To evaluate the robustness and accuracy of the trained algorithms, various graphical subplots are applied in the current research work. Initially, crossplots for suggested predictive models are created, as depicted in Figure 14. In the random forest model, the grouping of points of data near unit-slope line shows a strong indication of precision. Additionally, equations resulted due to fitted lines on the aforementioned datapoints closely approximate the bisector line. Figure 15 shows spreading of relative deviation based upon all models. A tighter grouping of data points along the y = 0 line indicates improved accuracy of the estimator. According to this graph, the random forest machine learning approach stands out as the most efficient predictive method for estimating the CRI. The visual analysis of these plots contributes to a comprehensive assessment of the models’ performance and supports the selection of the random forest model as the preferred choice for accurate predictions.

Figure 14.

Crossplots of real versus modeled datapoints based upon train and test segments for all the constructed predictive models.

Figure 15.

Crossplots of relative error percent versus real points based upon train and test segments for all the constructed predictive models.

The findings of this study have significant practical implications for the metallurgical industry, particularly in optimizing coke quality for blast furnace operations. By reliably predicting the CRI, plant operators can fine-tune the selection and blending of raw materials to achieve the desired reactivity levels. This approach minimizes the reliance on costly experimental procedures and reduces waste, contributing to cost-effective and sustainable production processes. Furthermore, understanding the relationship between key parameters such as maximum fluidity, MMR, and basicity index with CRI offers actionable insights for improving coke formulation strategies, ensuring consistent performance across different batches. For example, targeting specific ranges of maximum fluidity and controlling ash content can enable a more efficient adjustment of coke reactivity to meet operational requirements.

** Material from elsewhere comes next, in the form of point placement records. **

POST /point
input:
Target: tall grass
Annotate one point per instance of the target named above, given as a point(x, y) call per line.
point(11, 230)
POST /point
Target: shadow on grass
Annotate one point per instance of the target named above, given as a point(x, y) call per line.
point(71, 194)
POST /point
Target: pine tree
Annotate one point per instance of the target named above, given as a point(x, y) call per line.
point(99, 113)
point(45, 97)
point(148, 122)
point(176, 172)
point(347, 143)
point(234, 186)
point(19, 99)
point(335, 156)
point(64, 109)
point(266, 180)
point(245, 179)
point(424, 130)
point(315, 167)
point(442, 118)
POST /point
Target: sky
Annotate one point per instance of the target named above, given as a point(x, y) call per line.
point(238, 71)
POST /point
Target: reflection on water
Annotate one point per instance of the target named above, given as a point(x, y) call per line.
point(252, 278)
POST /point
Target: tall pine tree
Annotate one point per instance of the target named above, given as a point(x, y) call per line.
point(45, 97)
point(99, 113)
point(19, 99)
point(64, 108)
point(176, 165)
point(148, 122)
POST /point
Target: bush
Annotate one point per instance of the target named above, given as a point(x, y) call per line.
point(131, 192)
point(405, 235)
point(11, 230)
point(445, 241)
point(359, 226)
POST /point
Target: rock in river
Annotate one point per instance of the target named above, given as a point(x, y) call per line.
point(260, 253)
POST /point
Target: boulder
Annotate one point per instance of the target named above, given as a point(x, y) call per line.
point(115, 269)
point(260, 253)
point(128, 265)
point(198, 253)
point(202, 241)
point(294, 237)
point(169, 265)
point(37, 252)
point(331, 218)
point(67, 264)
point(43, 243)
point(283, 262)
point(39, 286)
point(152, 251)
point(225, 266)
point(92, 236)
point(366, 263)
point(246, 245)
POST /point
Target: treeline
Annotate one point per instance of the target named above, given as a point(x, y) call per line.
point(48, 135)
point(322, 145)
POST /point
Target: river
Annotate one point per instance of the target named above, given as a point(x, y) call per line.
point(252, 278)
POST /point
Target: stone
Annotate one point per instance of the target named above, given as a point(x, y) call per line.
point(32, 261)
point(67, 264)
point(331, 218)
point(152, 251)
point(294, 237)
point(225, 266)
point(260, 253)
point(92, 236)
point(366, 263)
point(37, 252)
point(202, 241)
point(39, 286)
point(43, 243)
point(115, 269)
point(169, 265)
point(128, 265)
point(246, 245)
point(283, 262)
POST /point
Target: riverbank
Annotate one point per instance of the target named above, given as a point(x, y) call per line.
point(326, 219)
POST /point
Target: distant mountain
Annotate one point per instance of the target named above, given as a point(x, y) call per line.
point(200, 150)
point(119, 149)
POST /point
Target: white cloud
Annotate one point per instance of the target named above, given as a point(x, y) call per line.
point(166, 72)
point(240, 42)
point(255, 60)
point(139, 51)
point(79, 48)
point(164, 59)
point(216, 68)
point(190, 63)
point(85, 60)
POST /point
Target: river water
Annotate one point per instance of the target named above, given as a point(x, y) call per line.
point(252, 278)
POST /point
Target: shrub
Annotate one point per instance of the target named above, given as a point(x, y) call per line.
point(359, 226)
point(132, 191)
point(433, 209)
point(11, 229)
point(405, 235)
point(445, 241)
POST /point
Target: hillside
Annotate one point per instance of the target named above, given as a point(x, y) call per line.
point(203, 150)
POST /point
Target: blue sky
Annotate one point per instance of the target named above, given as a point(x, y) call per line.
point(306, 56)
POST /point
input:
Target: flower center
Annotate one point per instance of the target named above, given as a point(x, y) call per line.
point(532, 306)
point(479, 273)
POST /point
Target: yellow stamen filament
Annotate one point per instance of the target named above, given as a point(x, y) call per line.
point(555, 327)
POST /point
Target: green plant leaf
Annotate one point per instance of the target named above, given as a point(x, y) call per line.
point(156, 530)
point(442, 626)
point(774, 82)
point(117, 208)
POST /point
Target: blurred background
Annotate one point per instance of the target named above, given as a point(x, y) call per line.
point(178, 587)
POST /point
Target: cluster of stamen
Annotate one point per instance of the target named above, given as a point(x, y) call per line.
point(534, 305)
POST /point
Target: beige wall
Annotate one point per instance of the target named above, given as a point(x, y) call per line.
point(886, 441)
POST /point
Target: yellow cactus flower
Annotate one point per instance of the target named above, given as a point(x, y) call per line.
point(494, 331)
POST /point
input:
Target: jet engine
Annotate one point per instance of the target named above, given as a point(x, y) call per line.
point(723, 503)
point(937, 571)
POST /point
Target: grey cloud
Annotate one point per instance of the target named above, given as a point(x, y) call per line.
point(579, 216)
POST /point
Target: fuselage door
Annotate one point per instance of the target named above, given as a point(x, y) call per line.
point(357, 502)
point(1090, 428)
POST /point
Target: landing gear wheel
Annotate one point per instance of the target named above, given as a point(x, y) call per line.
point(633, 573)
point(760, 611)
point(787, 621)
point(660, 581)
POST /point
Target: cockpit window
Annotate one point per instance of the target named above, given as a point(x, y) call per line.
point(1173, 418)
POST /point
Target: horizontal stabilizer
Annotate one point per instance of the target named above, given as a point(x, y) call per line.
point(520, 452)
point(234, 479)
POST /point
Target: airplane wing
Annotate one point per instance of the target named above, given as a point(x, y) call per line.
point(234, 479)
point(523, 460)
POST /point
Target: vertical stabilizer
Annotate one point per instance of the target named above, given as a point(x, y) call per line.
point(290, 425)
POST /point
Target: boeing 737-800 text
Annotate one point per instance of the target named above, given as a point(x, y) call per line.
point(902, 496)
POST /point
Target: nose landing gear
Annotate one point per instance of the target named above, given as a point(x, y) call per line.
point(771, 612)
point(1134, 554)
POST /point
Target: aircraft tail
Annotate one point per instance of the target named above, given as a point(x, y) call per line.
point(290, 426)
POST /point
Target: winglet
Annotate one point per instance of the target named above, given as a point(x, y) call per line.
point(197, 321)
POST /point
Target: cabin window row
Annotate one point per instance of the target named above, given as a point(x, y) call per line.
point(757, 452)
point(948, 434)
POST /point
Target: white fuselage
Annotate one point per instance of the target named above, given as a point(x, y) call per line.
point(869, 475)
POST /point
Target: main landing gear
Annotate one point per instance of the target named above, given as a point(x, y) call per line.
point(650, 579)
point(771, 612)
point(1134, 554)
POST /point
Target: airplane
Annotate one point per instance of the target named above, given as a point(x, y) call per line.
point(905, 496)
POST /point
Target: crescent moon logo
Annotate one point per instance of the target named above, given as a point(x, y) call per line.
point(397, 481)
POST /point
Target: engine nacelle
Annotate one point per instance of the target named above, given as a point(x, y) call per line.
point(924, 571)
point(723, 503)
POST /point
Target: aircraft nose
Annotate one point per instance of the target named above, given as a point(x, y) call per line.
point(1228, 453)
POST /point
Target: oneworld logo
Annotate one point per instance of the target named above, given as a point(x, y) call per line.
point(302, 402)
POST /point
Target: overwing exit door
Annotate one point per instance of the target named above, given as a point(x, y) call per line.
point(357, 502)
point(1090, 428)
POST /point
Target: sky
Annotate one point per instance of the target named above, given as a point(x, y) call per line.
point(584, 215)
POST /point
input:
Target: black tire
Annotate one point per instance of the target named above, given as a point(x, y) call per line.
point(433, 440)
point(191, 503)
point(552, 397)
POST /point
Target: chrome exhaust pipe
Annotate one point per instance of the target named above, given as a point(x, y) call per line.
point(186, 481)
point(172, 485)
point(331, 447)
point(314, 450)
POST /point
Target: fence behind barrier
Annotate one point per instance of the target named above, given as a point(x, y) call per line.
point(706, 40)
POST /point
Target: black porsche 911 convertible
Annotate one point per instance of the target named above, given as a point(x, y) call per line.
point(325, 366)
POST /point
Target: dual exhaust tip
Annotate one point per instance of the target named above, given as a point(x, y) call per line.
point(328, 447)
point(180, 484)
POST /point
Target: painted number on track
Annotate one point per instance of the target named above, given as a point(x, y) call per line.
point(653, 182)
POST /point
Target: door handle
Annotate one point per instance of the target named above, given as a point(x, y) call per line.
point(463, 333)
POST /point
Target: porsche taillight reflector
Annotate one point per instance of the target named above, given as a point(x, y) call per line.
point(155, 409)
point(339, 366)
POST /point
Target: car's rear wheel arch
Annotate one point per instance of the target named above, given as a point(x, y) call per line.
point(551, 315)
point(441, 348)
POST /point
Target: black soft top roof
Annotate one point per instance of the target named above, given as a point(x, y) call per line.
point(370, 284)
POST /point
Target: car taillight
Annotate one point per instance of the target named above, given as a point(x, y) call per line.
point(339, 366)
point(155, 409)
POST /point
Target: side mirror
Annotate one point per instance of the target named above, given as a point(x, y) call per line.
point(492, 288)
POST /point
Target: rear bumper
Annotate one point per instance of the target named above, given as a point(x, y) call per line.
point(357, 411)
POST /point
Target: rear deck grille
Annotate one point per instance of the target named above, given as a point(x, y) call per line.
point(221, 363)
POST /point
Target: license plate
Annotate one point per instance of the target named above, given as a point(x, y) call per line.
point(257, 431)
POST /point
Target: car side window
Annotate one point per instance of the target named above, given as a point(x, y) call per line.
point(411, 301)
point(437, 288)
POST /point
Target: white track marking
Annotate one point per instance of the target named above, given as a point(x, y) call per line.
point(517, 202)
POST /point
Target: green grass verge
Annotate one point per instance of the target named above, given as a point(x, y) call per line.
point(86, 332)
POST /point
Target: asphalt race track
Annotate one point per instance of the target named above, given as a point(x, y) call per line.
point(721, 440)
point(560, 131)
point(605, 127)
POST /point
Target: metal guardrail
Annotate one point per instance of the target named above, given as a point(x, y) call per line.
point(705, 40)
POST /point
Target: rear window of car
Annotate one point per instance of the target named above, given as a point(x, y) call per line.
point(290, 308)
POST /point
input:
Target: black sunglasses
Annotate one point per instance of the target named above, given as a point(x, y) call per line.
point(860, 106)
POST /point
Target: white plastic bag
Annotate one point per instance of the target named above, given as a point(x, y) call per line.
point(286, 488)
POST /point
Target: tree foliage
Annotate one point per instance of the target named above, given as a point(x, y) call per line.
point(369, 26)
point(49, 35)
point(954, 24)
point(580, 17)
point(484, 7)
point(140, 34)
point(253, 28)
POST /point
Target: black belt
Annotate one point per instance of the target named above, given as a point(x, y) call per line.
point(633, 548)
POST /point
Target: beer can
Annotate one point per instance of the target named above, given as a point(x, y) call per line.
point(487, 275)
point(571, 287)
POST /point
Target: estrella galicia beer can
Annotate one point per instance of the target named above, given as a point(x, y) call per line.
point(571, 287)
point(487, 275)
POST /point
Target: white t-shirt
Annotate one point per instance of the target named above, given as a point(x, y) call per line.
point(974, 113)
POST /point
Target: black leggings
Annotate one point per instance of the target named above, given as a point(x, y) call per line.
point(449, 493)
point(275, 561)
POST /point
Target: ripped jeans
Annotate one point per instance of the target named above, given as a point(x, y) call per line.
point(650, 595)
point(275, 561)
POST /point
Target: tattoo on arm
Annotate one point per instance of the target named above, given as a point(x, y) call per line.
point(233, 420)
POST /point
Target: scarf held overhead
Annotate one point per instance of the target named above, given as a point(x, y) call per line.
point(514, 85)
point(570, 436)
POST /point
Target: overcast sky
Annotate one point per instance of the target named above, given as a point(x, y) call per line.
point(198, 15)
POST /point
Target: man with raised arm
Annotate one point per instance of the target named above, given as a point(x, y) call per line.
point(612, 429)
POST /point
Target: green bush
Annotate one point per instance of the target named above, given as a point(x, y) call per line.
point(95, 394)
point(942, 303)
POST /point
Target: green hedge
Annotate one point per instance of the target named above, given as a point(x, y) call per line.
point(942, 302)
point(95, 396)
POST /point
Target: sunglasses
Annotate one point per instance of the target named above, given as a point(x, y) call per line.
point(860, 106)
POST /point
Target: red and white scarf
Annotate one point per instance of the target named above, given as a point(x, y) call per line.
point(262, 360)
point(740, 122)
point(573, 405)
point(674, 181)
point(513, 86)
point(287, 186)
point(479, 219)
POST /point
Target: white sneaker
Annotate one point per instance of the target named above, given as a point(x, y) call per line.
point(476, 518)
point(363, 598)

Beyond its practical utility, the study also highlights broader contributions to the field of machine learning in metallurgical applications. The superior performance of the random forest model, with high R-squared values and low error rates, demonstrates the robustness of ensemble methods in handling complex, nonlinear relationships between process variables and CRI. This reinforces the potential of machine learning models as reliable tools for predictive analytics in industrial processes. Moreover, the study's methodology, that is, employing K-fold cross-validation to mitigate overfitting, can serve as a template for future work aiming to predict other critical metrics in coke or steel production. These findings not only enhance the industry's understanding of coke reactivity but also underscore the role of data-driven approaches in advancing metallurgical research and operational excellence.

Conclusions

In this study, robust machine learning models based on decision tree, extra trees, random forest, KNN, SVM, MLP ANN, convolutional neural network, ensemble learning, and adaptive boosting were successfully constructed to predict CRI based on the influencing parameters. The dataset employed in this study is sourced from a coke plant, aiming to predict CRI. To mitigate the issue of overfitting during the training phase, the study adopts the K-fold cross-validation methodology, which enhances the reliability and robustness of the machine learning models. The performance of each algorithm is evaluated through evaluation metrics and depicting figures. The results show that maximum fluidity and MMR exhibit a direct correlation with CRI while it is indirectly correlated with moisture content, ash content, sulfur content, basicity index, plastic layer thickness, and MMR. The model of random forest appeared as best algorithm for precise prediction of CRI, according to AARE%, R-squared, and MSE of 2.545%, 0.958, and 3.718, respectively, based on total datapoints.

Footnotes

Data availability statement

Data is made available with reasonable request from the corresponding author.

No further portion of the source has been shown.